Abstract

An enzymic colorimetric micromethod for the determination of damaged starch in samples weighing 50 mg was used. Oligosaccharides in filtered fungal α-amylase digests of damaged granules were hydrolysed with amyloglucosidase to yield glucose which was measured with a glucose oxidase—peroxidase—chromogen reagent. Sixteen manual determinations were performed in 3 h, or 32 determinations in 3 h if automated flow injection analysis of the digests was used. A comparative study of the American Association of Cereal Chemists (AACC) and the Farrand methods, both of which determine damaged starch as reducing sugars by non-specific methods, provided evidence that the AACC method overestimates damaged and gelatinized starch by about 30 % (α-glucan basis), while the Farrand method gives corresponding values which are about three times greater.
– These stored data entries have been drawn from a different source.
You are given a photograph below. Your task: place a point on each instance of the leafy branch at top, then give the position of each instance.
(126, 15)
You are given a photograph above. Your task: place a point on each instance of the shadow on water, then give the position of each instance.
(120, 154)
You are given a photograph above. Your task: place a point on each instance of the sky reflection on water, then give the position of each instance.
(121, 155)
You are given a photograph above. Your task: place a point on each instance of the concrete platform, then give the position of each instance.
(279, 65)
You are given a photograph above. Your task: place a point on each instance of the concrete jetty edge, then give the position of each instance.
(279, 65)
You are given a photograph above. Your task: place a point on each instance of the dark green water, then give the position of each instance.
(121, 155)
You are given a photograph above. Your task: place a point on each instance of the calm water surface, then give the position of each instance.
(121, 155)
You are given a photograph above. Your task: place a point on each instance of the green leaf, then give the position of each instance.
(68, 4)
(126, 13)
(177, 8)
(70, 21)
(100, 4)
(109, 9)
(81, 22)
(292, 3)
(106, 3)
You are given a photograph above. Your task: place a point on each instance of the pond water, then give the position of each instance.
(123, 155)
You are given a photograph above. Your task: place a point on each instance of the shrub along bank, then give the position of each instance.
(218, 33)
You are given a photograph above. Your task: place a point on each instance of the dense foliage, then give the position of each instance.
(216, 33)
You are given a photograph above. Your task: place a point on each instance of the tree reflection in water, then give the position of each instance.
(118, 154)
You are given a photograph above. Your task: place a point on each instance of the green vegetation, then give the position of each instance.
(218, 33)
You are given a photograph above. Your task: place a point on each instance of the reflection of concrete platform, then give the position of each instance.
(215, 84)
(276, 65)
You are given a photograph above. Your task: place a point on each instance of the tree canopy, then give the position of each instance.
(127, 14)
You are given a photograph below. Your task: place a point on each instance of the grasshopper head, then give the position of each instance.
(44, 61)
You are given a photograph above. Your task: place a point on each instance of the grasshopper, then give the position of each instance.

These methods quantify, as ‘maltose’, only 64–70 % of the starch digested by α-amylase, and substantial correction factors are then used to calculate the total damaged starch content. Since amylose contplexed with endogenous lipids of cereal starches is not digested by fungal α-amylase, a small correction factor should be used for damaged or gelatinized cereal starches; no correction is required for the lipid-free waxy cereal starches and non-cereal starches. The micromethod can also be used to quantify gelatinized starch in processed cereal foods.